Queensland Giant Grouper
Scientific name: Epinephelus lanceolatus
The Giant grouper is found throughout the Indo-Pacific region.
The Giant Grouper (Epinephelus lanceolatus) can also be known as the Brindle Bass. Giant Grouper, along with the Marlin species and Swordfish, is one of the world's largest bony fish and the aquatic emblem of Queensland. The species can grow as large as 3 m long, weighing up to 600 kg, and there have been unconfirmed reports of attacks on humans.
This giant fish is similar to an Estuary Cod and colour changes with age. The giant grouper has a large mouth and a rounded tail. It can expand its mouth to create a strong suction, which allows it to engulf its unsuspecting food. Juveniles have irregular black and yellow markings, while adults are green-grey to grey-brown with faint mottling. There are numerous small black spots on the fins.
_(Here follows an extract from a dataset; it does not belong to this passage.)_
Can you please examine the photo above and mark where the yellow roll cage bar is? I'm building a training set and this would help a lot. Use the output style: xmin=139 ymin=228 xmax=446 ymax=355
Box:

They are fairly common in shallow waters and feed on a variety of marine life, including small sharks and juvenile sea turtles as well as other inhabitants of reef systems, including fish, spiny lobsters and other crustaceans.
The giant grouper has at least seven rows of teeth on the middle of its lower jaw. Groupers start out life as females and later switch sex to male with age. Its eyes function effectively in dim light, giving it an advantage over prey during dawn and dusk. Young giant grouper are bright yellow with large, irregular black or brown bars.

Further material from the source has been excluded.